1, 2, and 3 are schematic diagrams of a conventional device, FIG. 4 is a schematic diagram of an embodiment of the present invention, FIG. 5 is a partially enlarged view, and FIG. 6 is a schematic diagram of a conventional device. Similarly, FIG. 7 is a partially cutaway perspective view of the conversion element and a frequency characteristic diagram. 11... Pickup, 12... Needle member, 1
3...Support member, 14...Power battery, 15...Signal processing device, 16, 17...Lead wire, 18...
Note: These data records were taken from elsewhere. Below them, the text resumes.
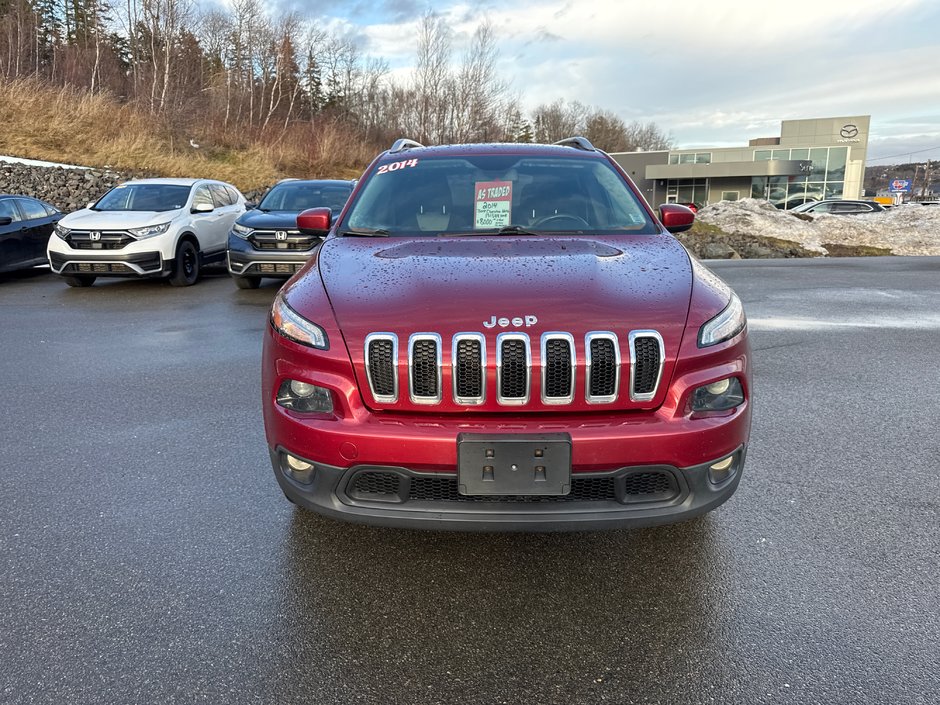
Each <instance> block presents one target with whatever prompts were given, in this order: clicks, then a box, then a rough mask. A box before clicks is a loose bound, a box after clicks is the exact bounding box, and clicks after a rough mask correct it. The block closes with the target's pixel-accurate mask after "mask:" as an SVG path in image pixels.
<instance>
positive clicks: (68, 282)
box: [62, 274, 98, 287]
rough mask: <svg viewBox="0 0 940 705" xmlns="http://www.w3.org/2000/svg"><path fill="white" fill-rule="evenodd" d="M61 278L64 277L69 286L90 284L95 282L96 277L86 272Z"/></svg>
mask: <svg viewBox="0 0 940 705" xmlns="http://www.w3.org/2000/svg"><path fill="white" fill-rule="evenodd" d="M62 278H63V279H65V283H66V284H68V285H69V286H76V287H83V286H91V285H92V284H94V283H95V279H97V278H98V277H94V276H89V275H87V274H73V275H71V276H68V277H62Z"/></svg>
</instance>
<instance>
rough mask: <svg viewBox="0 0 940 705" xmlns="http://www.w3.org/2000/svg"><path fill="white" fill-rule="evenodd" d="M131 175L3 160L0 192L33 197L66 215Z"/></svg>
mask: <svg viewBox="0 0 940 705" xmlns="http://www.w3.org/2000/svg"><path fill="white" fill-rule="evenodd" d="M129 178H132V177H131V176H130V175H129V174H121V173H118V172H114V171H100V170H97V169H67V168H63V167H47V166H32V165H28V164H16V163H11V162H2V161H0V193H12V194H18V195H23V196H33V197H34V198H39V199H41V200H43V201H46V202H47V203H51V204H52V205H54V206H55V207H56V208H58V209H59V210H61V211H62V212H63V213H70V212H72V211H74V210H77V209H79V208H84V207H85V206H86V205H88V203H89V202H90V201H97V200H98V199H99V198H100V197H101V196H102V195H103V194H104V193H105V192H106V191H107V190H108V189H110V188H111V187H113V186H114V185H115V184H117V183H119V182H121V181H126V180H127V179H129Z"/></svg>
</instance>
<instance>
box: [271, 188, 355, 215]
mask: <svg viewBox="0 0 940 705" xmlns="http://www.w3.org/2000/svg"><path fill="white" fill-rule="evenodd" d="M351 192H352V186H346V185H342V184H329V185H324V184H312V183H302V182H301V183H298V182H295V183H291V182H287V183H283V184H278V185H277V186H275V187H274V188H272V189H271V190H270V191H268V193H267V195H266V196H265V197H264V198H263V199H262V201H261V203H259V204H258V208H259V209H260V210H263V211H296V212H299V211H304V210H307V209H308V208H329V209H330V210H332V211H333V212H334V213H338V212H339V211H341V210H342V209H343V206H344V205H346V199H347V198H349V194H350V193H351Z"/></svg>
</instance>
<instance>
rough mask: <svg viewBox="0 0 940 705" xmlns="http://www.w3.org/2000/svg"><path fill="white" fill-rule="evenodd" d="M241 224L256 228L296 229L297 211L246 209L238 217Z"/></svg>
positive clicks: (265, 228)
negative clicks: (244, 211)
mask: <svg viewBox="0 0 940 705" xmlns="http://www.w3.org/2000/svg"><path fill="white" fill-rule="evenodd" d="M238 224H239V225H244V226H245V227H246V228H254V229H255V230H296V229H297V211H268V212H265V211H259V210H250V211H246V212H245V214H244V215H242V216H240V217H239V219H238Z"/></svg>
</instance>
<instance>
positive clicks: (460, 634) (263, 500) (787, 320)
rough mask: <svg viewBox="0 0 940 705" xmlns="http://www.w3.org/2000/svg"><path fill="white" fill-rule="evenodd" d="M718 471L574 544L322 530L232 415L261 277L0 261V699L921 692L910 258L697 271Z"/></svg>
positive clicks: (939, 683)
mask: <svg viewBox="0 0 940 705" xmlns="http://www.w3.org/2000/svg"><path fill="white" fill-rule="evenodd" d="M712 266H713V268H714V269H715V270H716V271H717V272H718V273H719V274H720V275H721V276H723V277H724V278H725V279H726V280H727V281H728V282H729V283H731V284H732V285H733V286H734V287H735V288H736V290H737V291H738V293H739V294H740V295H741V298H742V299H743V301H744V302H745V306H746V308H747V311H748V315H749V318H750V321H751V322H750V329H751V336H752V338H751V340H752V345H753V348H754V369H755V390H756V401H755V414H754V425H753V430H752V437H751V447H750V452H749V454H748V459H747V466H746V468H745V476H744V478H743V480H742V483H741V486H740V488H739V490H738V492H737V493H736V495H735V496H734V497H732V499H731V500H730V501H729V502H728V503H727V504H725V505H724V506H722V507H720V508H719V509H718V510H717V511H715V512H714V513H712V514H711V515H708V516H707V517H705V518H702V519H698V520H694V521H691V522H688V523H684V524H679V525H674V526H670V527H664V528H655V529H643V530H632V531H611V532H603V533H579V534H459V533H424V532H413V531H398V530H389V529H375V528H368V527H361V526H355V525H350V524H340V523H335V522H333V521H329V520H325V519H321V518H319V517H317V516H315V515H312V514H309V513H306V512H304V511H302V510H297V509H295V508H294V507H293V506H292V505H290V504H289V503H288V502H287V501H286V500H285V499H284V498H283V496H282V495H281V493H280V490H279V489H278V487H277V485H276V483H275V481H274V478H273V476H272V472H271V469H270V465H269V462H268V458H267V452H266V449H265V442H264V434H263V428H262V424H261V411H260V399H259V397H260V392H259V382H260V380H259V378H260V373H259V359H260V351H261V330H262V328H263V326H264V325H265V322H266V316H267V310H268V307H269V305H270V303H271V300H272V299H273V297H274V293H275V291H276V288H277V285H276V283H275V282H273V281H270V280H267V281H266V284H267V285H266V286H264V287H262V288H261V289H260V290H257V291H239V290H236V288H235V286H234V284H233V283H232V282H231V281H230V280H228V278H227V277H225V276H221V275H218V274H217V275H214V276H210V277H207V278H206V279H204V280H203V281H202V282H200V283H199V284H198V285H196V286H195V287H192V288H188V289H175V288H171V287H170V286H168V285H167V284H165V283H162V282H152V281H119V280H112V281H100V282H99V284H97V285H96V286H95V287H93V288H91V289H85V290H78V289H69V288H68V287H66V285H65V284H64V282H62V281H60V280H59V279H57V278H56V277H54V276H52V275H50V274H48V273H32V274H22V275H16V276H11V275H7V276H3V277H2V278H0V336H2V348H0V349H2V355H3V364H2V365H0V390H2V405H0V414H2V424H0V506H2V512H0V702H3V703H102V702H114V703H170V702H173V703H201V702H212V703H292V702H298V703H300V702H303V703H383V704H390V703H415V704H424V703H566V704H568V703H747V704H758V703H800V704H803V703H825V704H830V703H892V704H894V703H921V704H928V703H929V704H933V703H937V702H938V701H940V663H938V662H940V648H938V646H937V645H938V643H940V597H938V592H940V577H938V576H940V558H938V555H940V513H938V506H940V481H938V468H940V431H938V424H940V401H938V400H940V372H938V368H940V366H938V359H940V352H938V348H940V258H871V259H845V260H838V259H832V260H813V261H799V260H788V261H783V260H773V261H741V262H718V263H712Z"/></svg>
Electrode, 19a, 19b...Porcelain piezoelectric element, 20...
…Covered.

Claims (1)

[Scope of Claims] 1. An implantable pick-up that is made of a piezoelectric ceramic bimorph and has a needle-like member at one end that is to be brought into contact with the malleus, an implantable signal processing device that receives the output of the pick-up, and the signal An artificial hearing device comprising an implantable electrode to which the output of a processing device is applied and connected to an auditory nerve. 2. The artificial hearing device according to claim 1, wherein one end of the pick-up is provided with a needle-like member, and the other end of the pick-up is provided with a support member for fixing the pick-up in a living body. 3. The artificial hearing device according to claim 1, wherein the needle-like member is made of saphire. 4. The artificial hearing device according to claim 1, wherein the material of the needle member is apatite. 5. The artificial hearing device according to claim 1, wherein the pickup is covered with silicone rubber. 6. The artificial hearing device according to claim 1, wherein the pickup is covered with polytetrafluoroethylene. 7. The artificial hearing device according to claim 2, wherein the material of the support member is stainless steel.